Theme and Variations

In the early years of learning to play the piano, one of the pieces which caught my imagination was the Harmonious Blacksmith by Handel. Apparently inspired by the rhythmic sounds coming a blacksmith’s forge, it begins with a relatively simple melody which expresses a sense of joy in response to the beat of the blacksmith’s hammer. But Handel wasn’t content to leave it as a short piece. He began to play around with what he had written – the theme – and created a different melody which followed the shape – the rise and fall – of the first and kept the same pattern of harmony underneath. This was the first variation on the theme. After that he did it again, and then again, creating six variations in all. Many composers have done similar things, experimenting with different ways of expressing the same musical idea, pushing the boundaries to find out how far they can go before one theme transforms into a totally new one.

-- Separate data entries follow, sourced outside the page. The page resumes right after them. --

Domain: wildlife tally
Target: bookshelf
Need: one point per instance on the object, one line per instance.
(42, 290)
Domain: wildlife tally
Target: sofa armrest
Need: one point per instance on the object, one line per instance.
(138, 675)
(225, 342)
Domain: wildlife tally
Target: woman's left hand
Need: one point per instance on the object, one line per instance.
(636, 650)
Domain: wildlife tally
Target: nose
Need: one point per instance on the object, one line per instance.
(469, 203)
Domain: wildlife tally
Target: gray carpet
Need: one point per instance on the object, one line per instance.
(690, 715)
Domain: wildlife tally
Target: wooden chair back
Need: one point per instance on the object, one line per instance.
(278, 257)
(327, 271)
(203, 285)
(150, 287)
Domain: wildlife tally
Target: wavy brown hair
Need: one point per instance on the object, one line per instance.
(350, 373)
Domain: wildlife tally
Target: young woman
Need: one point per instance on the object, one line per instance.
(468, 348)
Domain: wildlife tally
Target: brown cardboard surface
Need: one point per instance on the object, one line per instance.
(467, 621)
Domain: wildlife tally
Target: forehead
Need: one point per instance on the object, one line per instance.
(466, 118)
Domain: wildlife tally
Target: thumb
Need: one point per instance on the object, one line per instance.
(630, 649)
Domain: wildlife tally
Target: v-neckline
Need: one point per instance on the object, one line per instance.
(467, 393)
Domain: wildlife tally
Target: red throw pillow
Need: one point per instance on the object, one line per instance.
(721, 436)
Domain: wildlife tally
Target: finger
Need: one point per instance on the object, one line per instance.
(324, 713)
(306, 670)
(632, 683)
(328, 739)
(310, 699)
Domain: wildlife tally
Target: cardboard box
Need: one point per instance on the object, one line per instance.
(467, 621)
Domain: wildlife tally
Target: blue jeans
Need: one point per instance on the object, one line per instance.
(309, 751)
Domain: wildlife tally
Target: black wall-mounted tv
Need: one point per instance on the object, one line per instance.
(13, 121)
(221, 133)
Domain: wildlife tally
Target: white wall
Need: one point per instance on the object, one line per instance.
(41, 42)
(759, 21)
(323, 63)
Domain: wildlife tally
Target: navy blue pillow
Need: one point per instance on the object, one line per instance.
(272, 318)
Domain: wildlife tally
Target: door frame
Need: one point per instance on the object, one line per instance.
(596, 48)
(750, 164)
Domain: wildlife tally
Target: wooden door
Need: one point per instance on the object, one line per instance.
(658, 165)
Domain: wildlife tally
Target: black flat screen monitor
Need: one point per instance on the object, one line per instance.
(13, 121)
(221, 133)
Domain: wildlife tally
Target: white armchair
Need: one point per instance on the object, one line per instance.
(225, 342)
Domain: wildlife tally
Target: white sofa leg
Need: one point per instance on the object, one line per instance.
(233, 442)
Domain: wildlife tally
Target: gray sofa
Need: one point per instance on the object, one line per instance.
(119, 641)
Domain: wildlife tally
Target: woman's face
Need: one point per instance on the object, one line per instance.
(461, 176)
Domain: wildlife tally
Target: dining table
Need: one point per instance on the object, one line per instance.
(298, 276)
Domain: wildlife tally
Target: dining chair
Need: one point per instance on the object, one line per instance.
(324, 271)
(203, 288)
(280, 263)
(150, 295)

I think prayer can be a bit like that. When we are waiting for what seems like a long time for answers we are encouraged to be persistent. But praying the same thing over and over again can become a numbing experience. How many times have you prayed ‘Our Father who art in heaven…’ and got to the end of the prayer without being conscious of what you were praying? And does that matter? Given that our minds work on different levels of consciousness, the activity may still have value, but on a conscious level many have given up praying for a particular issue too soon because the answers haven’t come quickly enough and the prayer loses the passion which first inspired it.
Finding the variations on the theme is a challenging process and, I believe, God inspired. When God makes us wait for his answers he has something new to teach us – and remember that prayer is more about changing our minds and making us act rather than changing God’s mind or making him act. As we explore different angles (variations) on our prayer request (the theme), by praying for the same thing in different ways, we gain in understanding of what we are praying for. And when such prayers are answered they are usually more than simply lessons in persistence and patience; they do more than expand our understanding. The theme has expressed our passion; the variations are God’s way of intensifying that passion until we have no option but to act in response to that passion. And God smiles, because we got the message! He has answered our prayer!